Ahead of the 1977–78 season, Stielike moved on to join Real Madrid to become a reliable fan-favourite in his eight years with Los merengues. His first three seasons at Santiago Bernabéu all ended in Real winning La Liga. In 1980 and 1982, he was part of the side winning Copa del Rey, in 1985 he added the Copa de la Liga, and finished off his Madrid years with the UEFA Cup triumph of the same summer.
Stielike retired from his playing career in 1988. He appeared for Mönchengladbach, Real and Xamax in 83 matches in the European cup competitions.
Stielike was capped in 42 internationals with West Germany from 1975 to 1984 with whom he won 1980 UEFA European Football Championship and the runner-up medal at the 1982 FIFA World Cup. Stielike did not feature for his country in the 1978 FIFA World Cup after the German Football Association under Hermann Neuberger had temporarily decided to force their coaches not to select players playing their club football outside the Bundesliga. A central figure for the defence of Real Madrid in the late 1970s and the early 1980s, Stielike could just partially live up to those expectations in his duties for West Germany. Early hopes had been that he could be the ideal successor of legendary sweeper Franz Beckenbauer, with whom he played in a few internationals in the 1970s. Stielike played in the now legendary semi-final match of the 1982 world cup versus France, which ended in a 3–3 draw, resulting in penalties. A poignant scene in the penalty shooutout showed the young Pierre Littbarski consoling a tearful Stielike, who missed a penalty, burying his head in Littbarski's shirt, as West Germany's goalkeeper, Harald Schumacher saved Didier Six's penalty to even the score, with the Germans eventually winning 5–4 on penalties. West Germany lost 3–1 to Italy in the 1982 World Cup final.
Stielike's final appearance for his country took place against Argentina (1–3) in September 1984 in Beckenbauer's first match in charge of West Germany. Over those years Stielike scored three, the latest in a 3–2 win over Bulgaria in Varna in February 1984. Shortly after that, he was part of Jupp Derwall's squad for the 1984 UEFA European Football Championship.
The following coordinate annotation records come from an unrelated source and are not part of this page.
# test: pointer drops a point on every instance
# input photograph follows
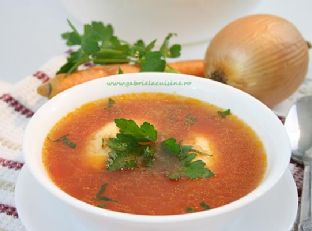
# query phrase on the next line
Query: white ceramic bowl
(192, 20)
(259, 117)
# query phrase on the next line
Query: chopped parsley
(99, 45)
(133, 146)
(188, 167)
(66, 141)
(224, 113)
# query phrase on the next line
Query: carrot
(62, 82)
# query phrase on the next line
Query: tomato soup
(229, 155)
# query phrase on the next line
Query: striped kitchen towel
(19, 104)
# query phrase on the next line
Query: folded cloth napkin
(19, 104)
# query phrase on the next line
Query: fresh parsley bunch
(98, 44)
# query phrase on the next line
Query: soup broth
(75, 155)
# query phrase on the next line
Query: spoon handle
(305, 222)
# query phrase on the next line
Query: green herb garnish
(204, 205)
(188, 167)
(99, 195)
(134, 145)
(110, 103)
(224, 113)
(66, 141)
(190, 210)
(98, 44)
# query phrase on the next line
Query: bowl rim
(78, 204)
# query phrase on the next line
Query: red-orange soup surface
(235, 155)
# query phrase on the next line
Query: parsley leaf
(65, 140)
(146, 132)
(72, 38)
(224, 113)
(188, 166)
(98, 44)
(153, 61)
(134, 145)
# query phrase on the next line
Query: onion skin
(263, 55)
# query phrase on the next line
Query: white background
(30, 31)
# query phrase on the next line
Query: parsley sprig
(98, 44)
(133, 146)
(188, 166)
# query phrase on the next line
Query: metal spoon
(299, 128)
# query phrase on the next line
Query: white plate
(39, 211)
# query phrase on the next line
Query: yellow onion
(263, 55)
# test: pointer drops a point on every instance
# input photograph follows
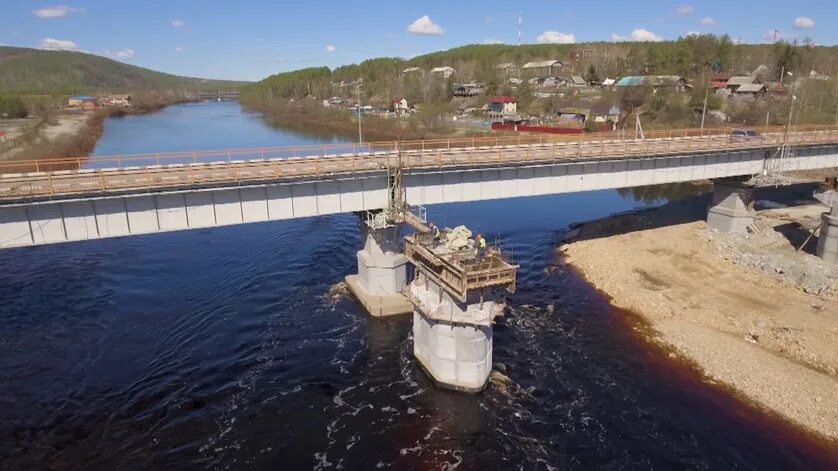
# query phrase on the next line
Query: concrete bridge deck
(52, 201)
(52, 179)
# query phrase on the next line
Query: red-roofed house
(400, 105)
(503, 105)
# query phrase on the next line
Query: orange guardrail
(264, 153)
(149, 171)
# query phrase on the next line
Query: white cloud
(684, 9)
(425, 25)
(556, 37)
(776, 35)
(125, 54)
(804, 22)
(57, 11)
(52, 44)
(639, 35)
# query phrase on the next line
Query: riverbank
(72, 134)
(302, 115)
(764, 337)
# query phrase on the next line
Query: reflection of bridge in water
(51, 201)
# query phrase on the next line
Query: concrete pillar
(732, 209)
(382, 273)
(828, 238)
(452, 339)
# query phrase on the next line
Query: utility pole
(358, 94)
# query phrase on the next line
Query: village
(559, 100)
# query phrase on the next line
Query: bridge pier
(732, 209)
(382, 272)
(452, 339)
(828, 238)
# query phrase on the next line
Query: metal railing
(23, 179)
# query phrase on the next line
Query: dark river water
(223, 349)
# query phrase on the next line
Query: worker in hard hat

In 1998, Stielike had been interviewed by Egidius Braun, the then chairman of the German Football Association, following a vacancy occurred through the resignation of Berti Vogts from the head coaching job of Germany in 1998. He believed Braun would offer him the succession of Vogts, consequently heading into an interview with kicker (Sports magazine) in this (mistaken) belief. After further talks with Braun had disclosed that Stielke would only be appointed assistant coach rather than head coach, Stielike had to retract some remarks (e.g. concerning Andreas Möller).[specify]
From 9 September 1998 to 7 May 2000, Stielike had been the assistant to then Germany coach Erich Ribbeck. Shortly before 2000 UEFA European Championship, which ended in a disaster for the Germans, Stielike stepped down from his role as assistant due to differences in some respects with Ribbeck. He was replaced by Horst Hrubesch for the tournament.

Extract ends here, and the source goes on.